When asked if her tween and teen understood and valued the news, Scottsdale mom Jodi Low asked them. She got this reply: “It helps me understand what’s going on in the world, but I wouldn’t say I ‘value’ it,” said her 14-year-old daughter. Her 12-year-old had a completely different opinion: “I don’t really like it or understand it, and it’s scary sometimes.”
Low’s children say they get their news primarily from Instagram and other social media platforms, from kids at school or on the radio on the way to school. Some of the news is filtered through mom.
“I want my children to be aware of what’s going on in the world and to be cautious of what and whom they listen to, and to know that not all the news that [is] reported is indeed true,” says Low, founder and CEO of U & Improved, a Scottsdale-based leadership development and training company. Both of Low’s girls say the news can negatively affect their moods, making them sadder or more scared rather than depressed, but neither of them said they could spot fake news or really know what media is considered credible or trustworthy.
That’s why teaching media literacy skills to evaluate where information comes is an important life skill.
“I can see this generation as a whole constantly wondering what’s true or not and that the undercurrent of the world seems generally negative,” says McPherson. “It’s always in the back of their minds.”
12 ways to help kids become critical thinkers and smart consumers of information
Kids hear about the news at home, at school and in communities they’re a part of. Explain that “word-of-mouth” stories and rumors aren’t always true. Playing an old-school game of “Telephone” illustrates how information can get twisted along the way.
Make sure kids know the difference between fact and opinion. If they’re older, talk about objective vs. subjective information and bias. Ask them for examples of indisputable facts and colorful opinions.
Explain the difference between credible news organizations that follow specific professional standards and other types of publishers.
Talk about the different kinds of news sources: investigative journalism, research studies, opinion pieces, blogs, punditry, evening news and so on.
Watch out for viral videos.
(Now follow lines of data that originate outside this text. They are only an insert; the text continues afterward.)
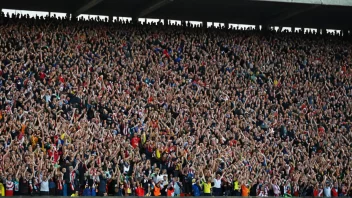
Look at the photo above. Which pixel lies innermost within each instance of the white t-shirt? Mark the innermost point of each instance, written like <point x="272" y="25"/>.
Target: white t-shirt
<point x="217" y="183"/>
<point x="327" y="191"/>
<point x="44" y="186"/>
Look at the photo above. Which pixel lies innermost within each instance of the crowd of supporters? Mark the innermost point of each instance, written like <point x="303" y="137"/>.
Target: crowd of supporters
<point x="95" y="108"/>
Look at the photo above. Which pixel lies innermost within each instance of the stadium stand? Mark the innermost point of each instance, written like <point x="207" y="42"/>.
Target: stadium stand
<point x="94" y="109"/>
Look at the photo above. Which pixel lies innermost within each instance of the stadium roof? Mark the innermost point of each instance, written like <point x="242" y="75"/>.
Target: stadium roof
<point x="330" y="14"/>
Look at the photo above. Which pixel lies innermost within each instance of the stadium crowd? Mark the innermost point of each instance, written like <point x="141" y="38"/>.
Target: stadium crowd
<point x="94" y="109"/>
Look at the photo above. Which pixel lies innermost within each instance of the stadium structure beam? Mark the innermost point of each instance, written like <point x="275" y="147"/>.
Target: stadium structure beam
<point x="153" y="7"/>
<point x="289" y="15"/>
<point x="315" y="2"/>
<point x="87" y="6"/>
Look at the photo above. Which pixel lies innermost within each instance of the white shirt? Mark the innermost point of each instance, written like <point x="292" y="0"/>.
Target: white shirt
<point x="44" y="186"/>
<point x="327" y="191"/>
<point x="217" y="183"/>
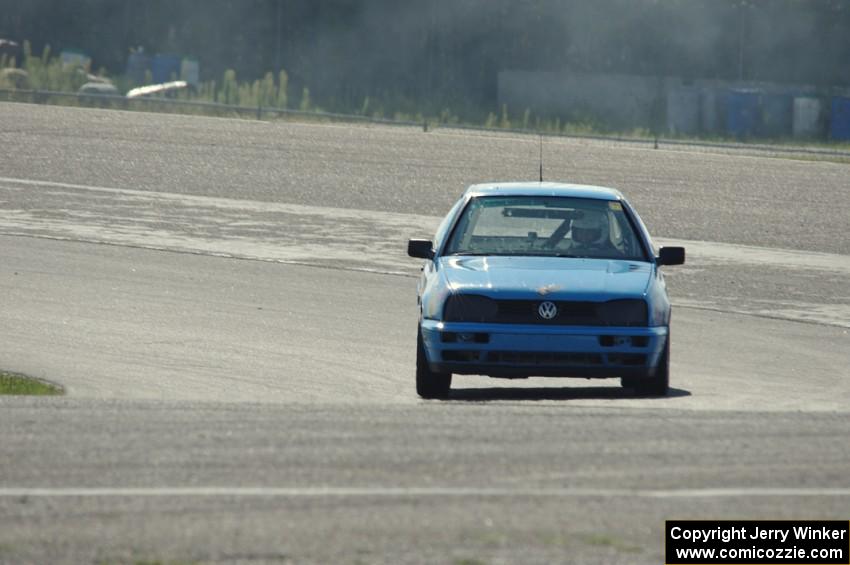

Videos that circulate around the internet may or may not contain nuggets of real news, but they rarely represent the whole situation. And, like photos, videos can be doctored and edited to bend the truth.
Teach kids to avoid sharing, forwarding or commenting on stories until they’ve verified that the stories are true.
Talking about a real-life situation can help little kids understand the idea that different people have different points of view.
Older kids already understand the concept of perspective, but might need help transferring the idea to the news. Ask them to consider how different audiences (by gender, race, and culture) might interpret a story.
Walk kids through the questions they can ask to test a source’s validity: Who made this? Why did they make it? Is it for or against something or someone? Are they trying to get a big reaction from me or just inform me? How can I tell? Is anyone else reporting this news?
Look for signs that the source is legit and not fake, such as a clear “About Us” section and a standard URL (for example, “.com” instead of “.com.co”).
Remind kids that it’s hard to have all the facts all at once. Even respected news outlets make mistakes or jump the gun. It’s smart to wait to make up your mind about something until you have more information.
Model a wise approach to news by using media-literacy skills yourself. Show kids how you check other sources and ask questions.